Further details on these changes is set out below.
Proxy vote if appointment specifies way to vote
Section 250BB(1) of the Corporations Act provides that an appointment of a proxy may specify the way the proxy is to vote on a particular resolution and, if it does :
-
the proxy need not vote on a show of hands, but if the proxy does so, the proxy must vote that way (i.e. as directed); and
-
if the proxy has 2 or more appointments that specify different ways to vote on the resolution – the proxy must not vote on a show of hands; and
-
if the proxy is the chair of the meeting at which the resolution is voted on – the proxy must vote on a poll, and must vote that way (i.e. as directed); and
-
if the proxy is not the chair – the proxy need not vote on the poll, but if the proxy does so, the proxy must vote that way (i.e. as directed).
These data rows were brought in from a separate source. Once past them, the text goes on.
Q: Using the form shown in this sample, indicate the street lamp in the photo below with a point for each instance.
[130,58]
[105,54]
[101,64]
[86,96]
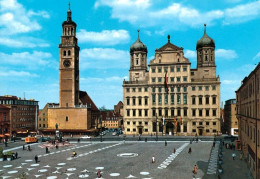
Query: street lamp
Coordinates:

Transfer of non-chair proxy to chair in certain circumstances
Section 250BC of the Corporations Act provides that, if:
-
an appointment of a proxy specifies the way the proxy is to vote on a particular resolution at a meeting of the Company's members; and
-
the appointed proxy is not the chair of the meeting; and
-
at the meeting, a poll is duly demanded on the resolution; and
-
either of the following applies:
-
the proxy is not recorded as attending the meeting;
-
the proxy does not vote on the resolution,
the chair of the meeting is taken, before voting on the resolution closes, to have been appointed as the proxy for the purposes of voting on the resolution at the meeting.
4.
( Signing Instructions ):
-
( Individual ): Where the holding is in one name, the member must sign.
-
( Joint Holding ): Where the holding is in more than one name, all of the members should sign.
-
( Power of Attorney ): If you have not already provided the Power of Attorney with the registry, please attach a certified photocopy of the Power of Attorney to this form when you return it.
-
( Companies ): Where the company has a sole director who is also the sole company secretary, that person must sign. Where the company (pursuant to Section 204A of the Corporations Act) does not have a company secretary, a sole director can also sign alone. Otherwise, a director jointly with either another director or a company secretary must sign. Please sign in the appropriate place to indicate the office held.
5.
-
( Attending the Meeting ): Completion of a Proxy Form will not prevent individual members from attending the Annual General Meeting in person if they wish. Where a member completes and lodges a valid Proxy Form and attends the Annual General Meeting in person, then the proxy’s authority to speak and vote for that member is suspended while the member is present at the Annual General Meeting.
-
( Return of Proxy Form ): To vote by proxy, please complete and sign the enclosed Proxy Form and return by:
-
(a) post to Advanced Share Registry 150 Stirling Highway, Nedlands WA 6009; or
-
(b) facsimile to the Advanced Share Registry on facsimile number (+61 8) 9389 7871; or
-
(c) email to the Company at [email protected],
so that it is received not less than 48 hours prior to commencement of the Meeting.
Proxy forms received later than this time will be invalid.